Les
quatre galets.
Il
était une fois un « tireux de jard » un homme simple et
pauvre qui vivait péniblement d’un travail harassant. Il ramassait
du matin au soir des cailloux dans le lit de la Loire pour ceux qui
voulaient bâtir maison, décorer leurs jardins ou bien constituer de
délicats sols avec des galets polis par l’usure du temps et des
flots.
Nous
sommes au début de l’année 1789, une année de grande disette qui
suivit un terrible hiver comme on n’en vit guère en bord de Loire.
Cette curieuse histoire mérite qu’on s’y attarde pour tenter de
comprendre les humains si c’est encore possible. Gustave n’avait
plus de quoi manger, les gens gardaient précieusement leurs maigres
réserves et ne dépensaient leur argent que pour tenter de se
nourrir.
Gustave
tout dépourvu qu’il était se résolut à aller toquer aux portes
de ses voisins, quémandant de quoi subsister encore un peu. Dans
chaque maison, il recevait mauvais accueil et propos glacés ; on le
priait d’aller mourir un peu plus loin et de laisser tranquilles
ceux qui avaient encore de quoi tenir le coup. C’est ainsi, la
fraternité a ses limites, celles de la grande détresse par exemple.
De
rebuffades en contrariétés, notre homme puisait dans sa
détermination une énergie folle et un désir de survie de nature à
soulever des montagnes.
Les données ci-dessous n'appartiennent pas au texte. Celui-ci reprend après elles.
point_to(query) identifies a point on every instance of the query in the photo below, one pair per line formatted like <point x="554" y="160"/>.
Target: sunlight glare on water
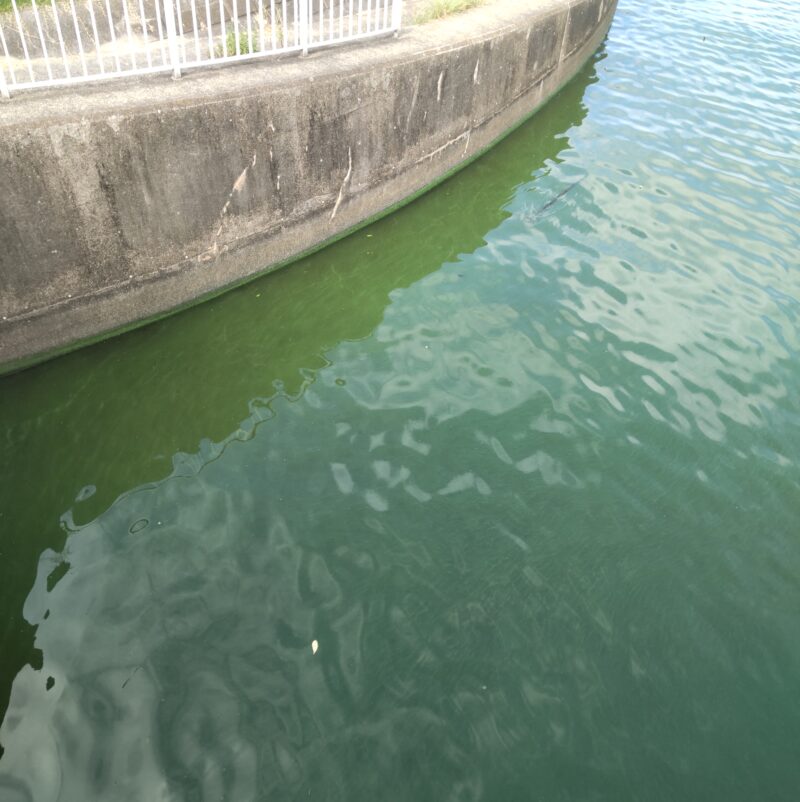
<point x="497" y="499"/>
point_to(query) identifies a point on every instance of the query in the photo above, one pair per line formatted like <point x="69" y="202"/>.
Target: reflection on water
<point x="520" y="459"/>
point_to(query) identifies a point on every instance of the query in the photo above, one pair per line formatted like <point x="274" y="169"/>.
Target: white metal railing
<point x="56" y="42"/>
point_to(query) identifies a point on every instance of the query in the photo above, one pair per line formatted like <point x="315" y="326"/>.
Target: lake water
<point x="497" y="499"/>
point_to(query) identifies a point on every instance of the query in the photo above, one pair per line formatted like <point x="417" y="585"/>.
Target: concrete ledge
<point x="122" y="202"/>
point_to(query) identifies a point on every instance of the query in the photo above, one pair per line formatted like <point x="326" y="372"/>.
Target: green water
<point x="521" y="459"/>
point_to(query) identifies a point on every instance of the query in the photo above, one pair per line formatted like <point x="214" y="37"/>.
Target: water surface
<point x="521" y="459"/>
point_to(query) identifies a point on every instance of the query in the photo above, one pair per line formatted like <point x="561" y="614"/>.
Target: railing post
<point x="3" y="85"/>
<point x="304" y="23"/>
<point x="172" y="38"/>
<point x="397" y="15"/>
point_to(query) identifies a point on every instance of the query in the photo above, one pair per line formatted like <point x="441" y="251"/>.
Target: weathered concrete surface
<point x="122" y="202"/>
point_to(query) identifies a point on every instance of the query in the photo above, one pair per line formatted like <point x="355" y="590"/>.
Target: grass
<point x="439" y="9"/>
<point x="246" y="44"/>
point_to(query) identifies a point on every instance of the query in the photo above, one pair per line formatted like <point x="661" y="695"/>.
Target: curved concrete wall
<point x="122" y="202"/>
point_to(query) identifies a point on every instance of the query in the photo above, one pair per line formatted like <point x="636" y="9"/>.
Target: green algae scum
<point x="496" y="499"/>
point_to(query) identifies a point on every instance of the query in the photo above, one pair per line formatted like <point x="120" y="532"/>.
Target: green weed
<point x="438" y="9"/>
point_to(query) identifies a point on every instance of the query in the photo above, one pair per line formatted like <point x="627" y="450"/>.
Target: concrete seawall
<point x="121" y="202"/>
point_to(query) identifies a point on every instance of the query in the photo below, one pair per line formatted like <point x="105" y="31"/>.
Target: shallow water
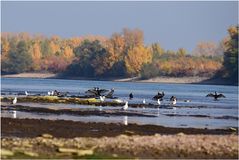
<point x="196" y="93"/>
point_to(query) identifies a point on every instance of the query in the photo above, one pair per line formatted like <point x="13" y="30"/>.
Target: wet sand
<point x="143" y="147"/>
<point x="32" y="138"/>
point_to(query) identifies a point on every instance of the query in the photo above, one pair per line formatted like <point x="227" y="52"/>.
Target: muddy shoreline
<point x="70" y="129"/>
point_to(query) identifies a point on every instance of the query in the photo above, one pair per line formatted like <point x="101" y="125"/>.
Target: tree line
<point x="122" y="54"/>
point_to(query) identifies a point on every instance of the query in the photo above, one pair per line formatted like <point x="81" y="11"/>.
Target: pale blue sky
<point x="172" y="24"/>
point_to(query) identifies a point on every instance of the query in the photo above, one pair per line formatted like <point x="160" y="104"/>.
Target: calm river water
<point x="221" y="114"/>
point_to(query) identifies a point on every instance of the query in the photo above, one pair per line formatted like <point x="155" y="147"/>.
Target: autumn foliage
<point x="123" y="54"/>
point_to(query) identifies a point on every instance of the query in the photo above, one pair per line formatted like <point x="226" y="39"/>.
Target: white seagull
<point x="118" y="101"/>
<point x="125" y="107"/>
<point x="14" y="100"/>
<point x="144" y="101"/>
<point x="26" y="93"/>
<point x="102" y="98"/>
<point x="159" y="102"/>
<point x="173" y="100"/>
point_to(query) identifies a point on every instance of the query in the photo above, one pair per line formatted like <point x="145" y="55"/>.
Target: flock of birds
<point x="96" y="92"/>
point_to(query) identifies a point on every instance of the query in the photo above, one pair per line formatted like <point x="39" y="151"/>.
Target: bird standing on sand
<point x="144" y="101"/>
<point x="102" y="98"/>
<point x="26" y="93"/>
<point x="14" y="113"/>
<point x="131" y="96"/>
<point x="158" y="96"/>
<point x="173" y="101"/>
<point x="125" y="107"/>
<point x="14" y="100"/>
<point x="110" y="94"/>
<point x="216" y="96"/>
<point x="159" y="102"/>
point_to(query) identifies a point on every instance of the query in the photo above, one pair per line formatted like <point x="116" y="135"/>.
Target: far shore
<point x="178" y="80"/>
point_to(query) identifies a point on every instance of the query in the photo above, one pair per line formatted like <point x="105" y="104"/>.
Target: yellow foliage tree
<point x="36" y="57"/>
<point x="136" y="58"/>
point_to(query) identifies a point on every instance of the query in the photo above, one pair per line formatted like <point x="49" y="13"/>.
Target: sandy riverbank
<point x="71" y="129"/>
<point x="68" y="139"/>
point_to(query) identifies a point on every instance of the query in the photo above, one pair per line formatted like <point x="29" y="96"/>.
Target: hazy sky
<point x="172" y="24"/>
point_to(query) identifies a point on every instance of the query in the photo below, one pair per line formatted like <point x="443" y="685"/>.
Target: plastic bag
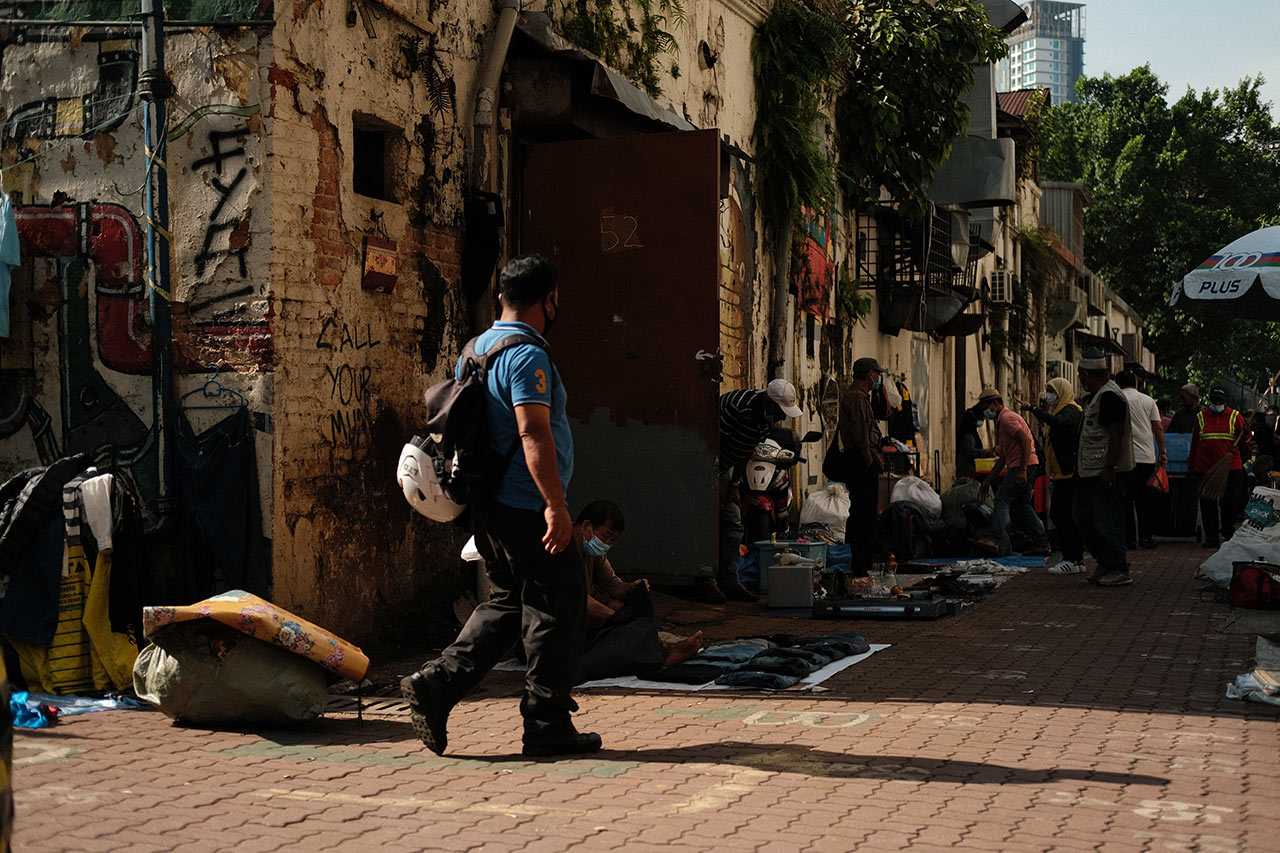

Ce qu’il ne pouvait obtenir par la pitié
il pouvait se l’approprier par la violence ou bien la ruse. C’est
de ce second expédient qu’il usa, il ne se nommait pas Renard pour
rien.
C’est
vers la grande et belle demeure du châtelain qu’il guida ses pas.
Il demanda à voir ce personnage important, ayant à lui proposer une
solution pour nourrir à peu de frais sa nombreuse domesticité.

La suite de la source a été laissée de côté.